Yes, so the friend has stayed here a lot. In fact, she stayed here after she had the sad news he had passed. The situation with Dad was very complex. They hadn’t had contact for a long time as, from my understanding and I could be wrong, he has his own struggles. The friend wasn’t close to her Dad at all but of course that doesn’t take away any feelings of sadness/regret etc.

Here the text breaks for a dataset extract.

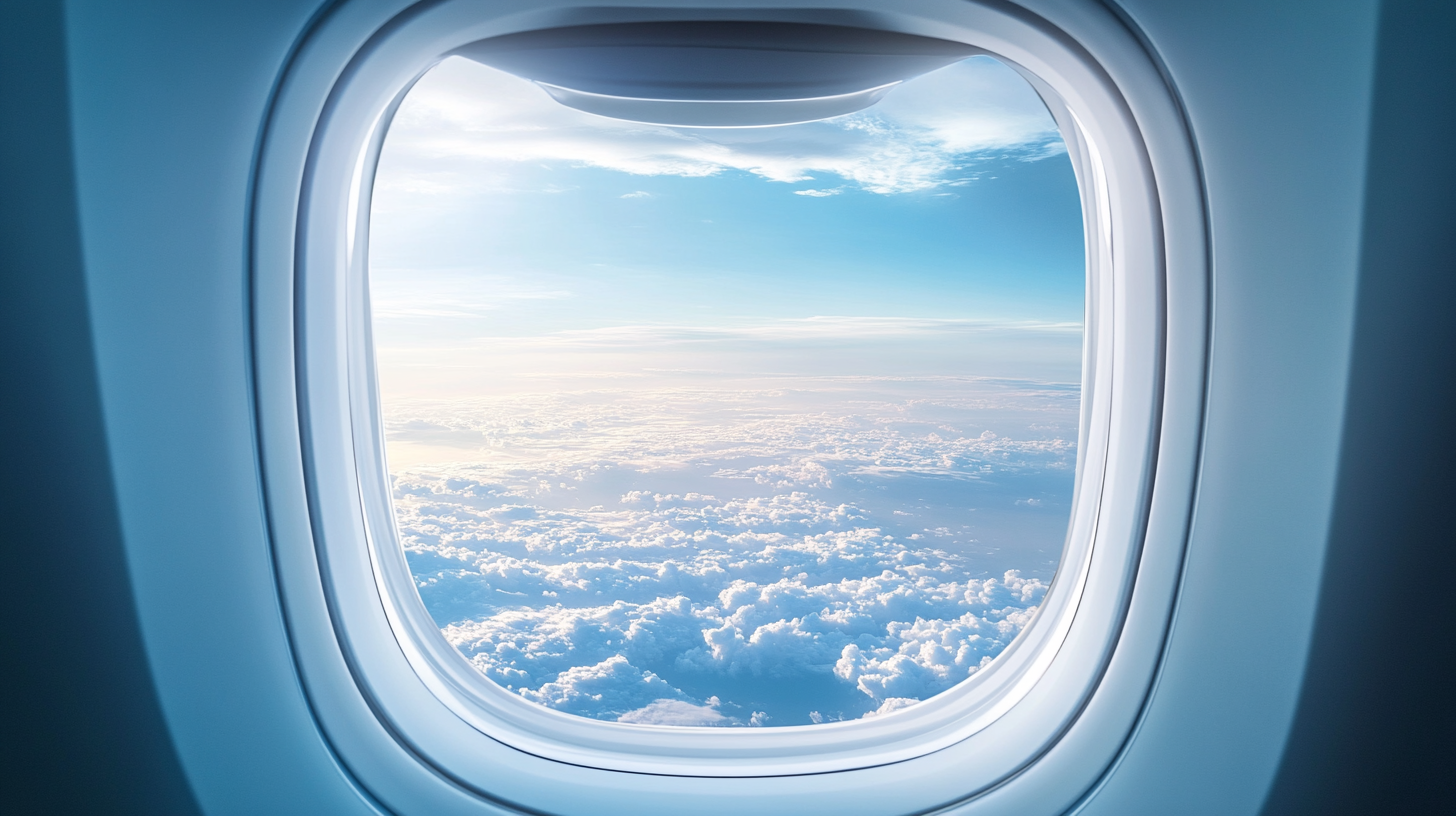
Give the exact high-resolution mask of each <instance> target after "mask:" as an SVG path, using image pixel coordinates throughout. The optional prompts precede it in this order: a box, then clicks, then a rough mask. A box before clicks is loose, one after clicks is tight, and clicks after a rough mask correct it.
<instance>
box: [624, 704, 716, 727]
mask: <svg viewBox="0 0 1456 816" xmlns="http://www.w3.org/2000/svg"><path fill="white" fill-rule="evenodd" d="M715 705H718V698H716V697H715V698H712V699H709V704H708V705H695V704H692V702H686V701H681V699H658V701H655V702H652V704H651V705H646V707H644V708H638V710H635V711H628V713H626V714H623V715H620V717H617V721H619V723H638V724H644V726H722V724H725V723H728V720H729V718H728V717H725V715H724V714H722V711H718V708H715Z"/></svg>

It’s so difficult to navigate. As a previous post said, it’s really wonderful that they see SD as a a good friend and I thoroughly agree that it’s so important to learn what being a good friend is all about. I think it’s the fact as well that when we contacted Mum our message was totally ignored? Wouldn’t most parents respond to reassure another parent’s concerns in this scenario? It’s so difficult to navigate without the full picture.

OP posts:
Rsb1990 · 13/08/2024 10:49

Yes of course and I couldn’t agree more. But why then ignore our (very polite!) message?

OP posts:
purpleme12 · 13/08/2024 10:50

I agree OP that it seems a bit off

pinkyredrose · 24/08/2024 18:44

Our 15 year old

She isn't your 15yr old, she's your boyfriend's daughter and you've only been with him 18 months. You don't have parental responsibility so you shouldn't act as though you do.